Cucumber Tea Sandwich Flowers

Total Time:
10 min
Prep:
10 min

Yield:
about 30 sandwich flowers
Level:
Easy

Ingredients
  • 1 (8-ounce) container salmon cream cheese spread
  • 2 teaspoons capers, minced
  • 1 tablespoon chives, finely chopped
  • 1/2 teaspoon lemon juice
  • 1/2 cup butter, softened
  • 1 tablespoon finely chopped tarragon
  • 30 slices thinly sliced white bread (recommended: Sara Lee)
  • 1 English cucumber, thinly sliced
Directions
  • Special equipment: Medium sized star pastry tip

  • In a small mixing bowl, combine salmon cream cheese, capers, chives and lemon juice. Stir to combine thoroughly.

  • Make a pastry bag by cutting a small triangle out of the bottom corner of a large zip-top bag. Place a medium sized star pastry tip on the inside of bag and fit tightly into hole. Hold pastry bag upright with 1 hand and scoop salmon cream cheese mixture into the bag with other hand. Secure top and refrigerate until ready to use.

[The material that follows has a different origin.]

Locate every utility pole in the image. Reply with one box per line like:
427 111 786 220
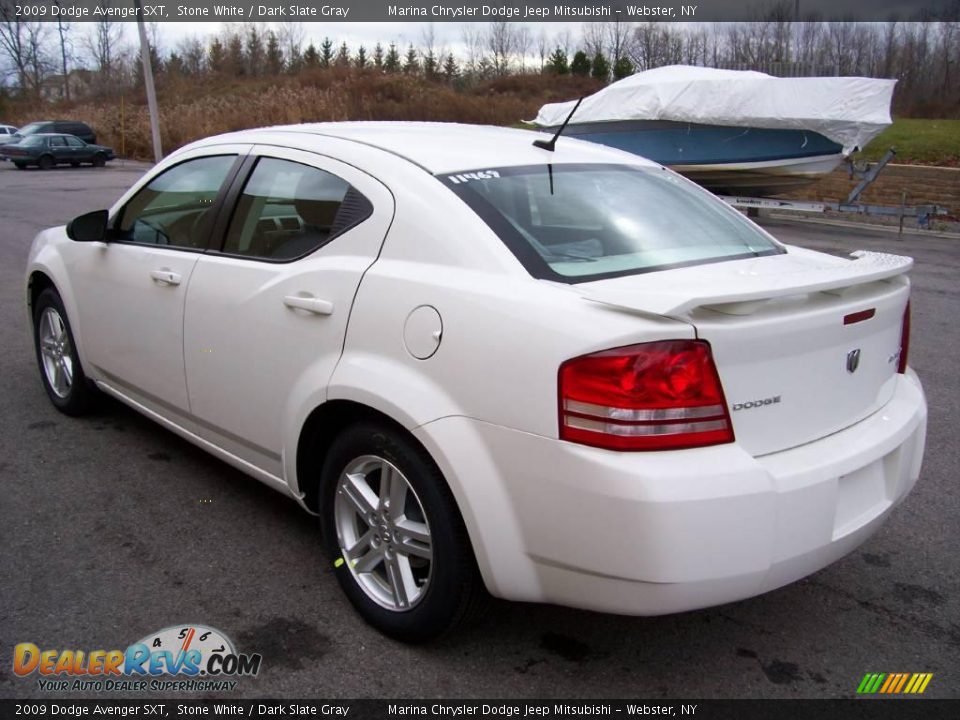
134 0 163 162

  • In a small bowl, blend the butter and tarragon and set aside.

  • To make sandwiches, spread tarragon butter on 2 slices of bread and place 6 to 8 cucumber slices between them. Repeat to make 15 sandwiches. Use a 3-inch flower shaped cookie cutter to stamp out sandwich flowers.

  • Arrange sandwiches on serving platter. Remove pastry bag from refrigerator and pipe salmon cream cheese mixture on top of each sandwich flower.